There is some cynicism that green ODA is merely talk that lacks substance. What is your reaction?

According to a UN report, the countries suffering the biggest damage from climate change are mostly developing countries. Taking Africa, for instance, a third of the continent’s population, or 220 million, are living in drought areas. The report predicted that more than 1 billion people in Asia will suffer water shortages in 2050. Developing countries are more susceptible to climate change than advanced countries due to a lack of infrastructure, a lack of administrative capability to coordinate related government agencies and a lack of financial or other resources to deal with climate challenges among other things. Thus, how to respond to climate change will be a major agenda item for developing countries. That is the background behind Korea’s efforts to help equip developing countries with the ability to deal with climate change through green ODA.

Are there any plans other than green ODA that Koica is implementing on the occasion of its 20th anniversary?
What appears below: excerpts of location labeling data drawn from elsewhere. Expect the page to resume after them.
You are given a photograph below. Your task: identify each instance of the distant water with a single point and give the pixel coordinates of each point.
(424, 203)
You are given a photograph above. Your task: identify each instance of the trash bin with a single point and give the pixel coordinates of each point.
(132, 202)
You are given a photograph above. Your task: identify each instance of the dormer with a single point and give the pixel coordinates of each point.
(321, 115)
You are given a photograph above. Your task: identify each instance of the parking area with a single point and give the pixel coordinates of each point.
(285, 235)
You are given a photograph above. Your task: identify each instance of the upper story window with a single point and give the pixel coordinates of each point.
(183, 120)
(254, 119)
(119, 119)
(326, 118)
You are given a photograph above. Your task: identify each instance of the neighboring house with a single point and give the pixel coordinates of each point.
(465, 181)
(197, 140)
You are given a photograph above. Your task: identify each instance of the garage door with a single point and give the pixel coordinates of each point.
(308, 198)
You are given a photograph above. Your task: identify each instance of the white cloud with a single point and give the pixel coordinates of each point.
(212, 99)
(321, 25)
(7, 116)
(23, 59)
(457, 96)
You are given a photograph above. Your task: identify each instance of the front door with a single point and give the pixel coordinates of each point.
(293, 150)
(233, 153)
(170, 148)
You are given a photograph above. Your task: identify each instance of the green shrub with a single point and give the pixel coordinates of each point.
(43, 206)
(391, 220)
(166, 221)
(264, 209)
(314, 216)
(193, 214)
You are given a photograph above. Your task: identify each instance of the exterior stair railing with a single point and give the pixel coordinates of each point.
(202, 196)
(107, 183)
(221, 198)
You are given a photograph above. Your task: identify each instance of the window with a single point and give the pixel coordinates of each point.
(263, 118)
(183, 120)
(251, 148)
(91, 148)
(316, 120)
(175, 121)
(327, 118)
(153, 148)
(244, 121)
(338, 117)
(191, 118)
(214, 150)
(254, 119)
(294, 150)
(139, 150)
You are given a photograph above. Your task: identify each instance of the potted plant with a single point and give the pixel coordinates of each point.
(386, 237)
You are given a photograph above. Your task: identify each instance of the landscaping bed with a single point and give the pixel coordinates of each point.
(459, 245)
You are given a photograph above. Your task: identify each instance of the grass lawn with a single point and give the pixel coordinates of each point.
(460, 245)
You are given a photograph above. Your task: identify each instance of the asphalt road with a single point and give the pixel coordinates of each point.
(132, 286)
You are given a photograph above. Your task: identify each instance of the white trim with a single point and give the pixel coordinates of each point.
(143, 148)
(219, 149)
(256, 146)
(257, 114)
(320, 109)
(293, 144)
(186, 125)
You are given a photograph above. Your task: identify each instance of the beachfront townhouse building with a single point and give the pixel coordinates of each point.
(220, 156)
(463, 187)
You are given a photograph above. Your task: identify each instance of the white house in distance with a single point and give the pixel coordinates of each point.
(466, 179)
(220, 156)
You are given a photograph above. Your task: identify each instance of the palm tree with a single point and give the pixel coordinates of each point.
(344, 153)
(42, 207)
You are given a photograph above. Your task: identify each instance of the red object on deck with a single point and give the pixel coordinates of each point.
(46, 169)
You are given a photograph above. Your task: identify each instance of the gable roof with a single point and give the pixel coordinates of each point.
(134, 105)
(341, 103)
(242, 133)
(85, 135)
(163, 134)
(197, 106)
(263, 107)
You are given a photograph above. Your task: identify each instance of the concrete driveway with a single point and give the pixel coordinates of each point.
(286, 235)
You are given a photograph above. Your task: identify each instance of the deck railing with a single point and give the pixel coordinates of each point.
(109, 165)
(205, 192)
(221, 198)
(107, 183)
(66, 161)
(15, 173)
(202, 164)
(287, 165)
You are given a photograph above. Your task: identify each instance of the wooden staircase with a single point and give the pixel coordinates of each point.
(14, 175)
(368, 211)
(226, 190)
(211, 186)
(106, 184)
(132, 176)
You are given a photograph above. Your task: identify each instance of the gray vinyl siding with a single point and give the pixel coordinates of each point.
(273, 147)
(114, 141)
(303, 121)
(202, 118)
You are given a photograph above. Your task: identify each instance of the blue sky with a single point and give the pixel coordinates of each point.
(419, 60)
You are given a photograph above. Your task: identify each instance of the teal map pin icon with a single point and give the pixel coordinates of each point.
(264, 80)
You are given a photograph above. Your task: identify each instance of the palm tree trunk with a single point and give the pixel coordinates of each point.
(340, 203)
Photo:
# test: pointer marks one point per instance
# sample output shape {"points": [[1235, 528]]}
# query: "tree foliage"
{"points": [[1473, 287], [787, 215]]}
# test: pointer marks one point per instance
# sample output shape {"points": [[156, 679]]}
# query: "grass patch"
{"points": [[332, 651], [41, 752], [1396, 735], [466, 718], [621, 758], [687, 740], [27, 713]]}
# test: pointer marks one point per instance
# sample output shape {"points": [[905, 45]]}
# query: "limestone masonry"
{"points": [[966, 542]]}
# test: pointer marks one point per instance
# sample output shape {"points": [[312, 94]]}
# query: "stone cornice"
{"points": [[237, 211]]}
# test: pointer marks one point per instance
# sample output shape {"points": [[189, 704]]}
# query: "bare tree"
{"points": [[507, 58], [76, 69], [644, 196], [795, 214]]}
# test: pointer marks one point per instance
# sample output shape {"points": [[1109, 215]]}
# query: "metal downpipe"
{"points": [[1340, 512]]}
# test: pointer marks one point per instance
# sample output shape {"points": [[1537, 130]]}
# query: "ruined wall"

To foster ODA-related industries and human resources at home and abroad, we are pushing forward with an ODA internship and the expansion of ODA education centers. Public-private partnership projects will also be implemented to make use of expertise and creativity in the private sector for ODA. We will also help the government in its efforts to muster resources for improved diplomacy with Asian and African countries.

How do you evaluate Koica’s performance over the past 20 years?

Korea achieved substantial socioeconomic development and democratization in a relatively short term, completing its transformation from an aid recipient to an aid donor in about 60 years. Taking advantage of Korea’s experience of rapid development in helping other developing countries, which we call the Korean aid model, has been Koica’s main activity. I think Korean-style aid has been effective, distinctive and has built Korea’s reputation as an international aid-giver successfully. The government’s grant aid program, which Koica has led, has been smoothly put in place with qualitative and quantitative improvements.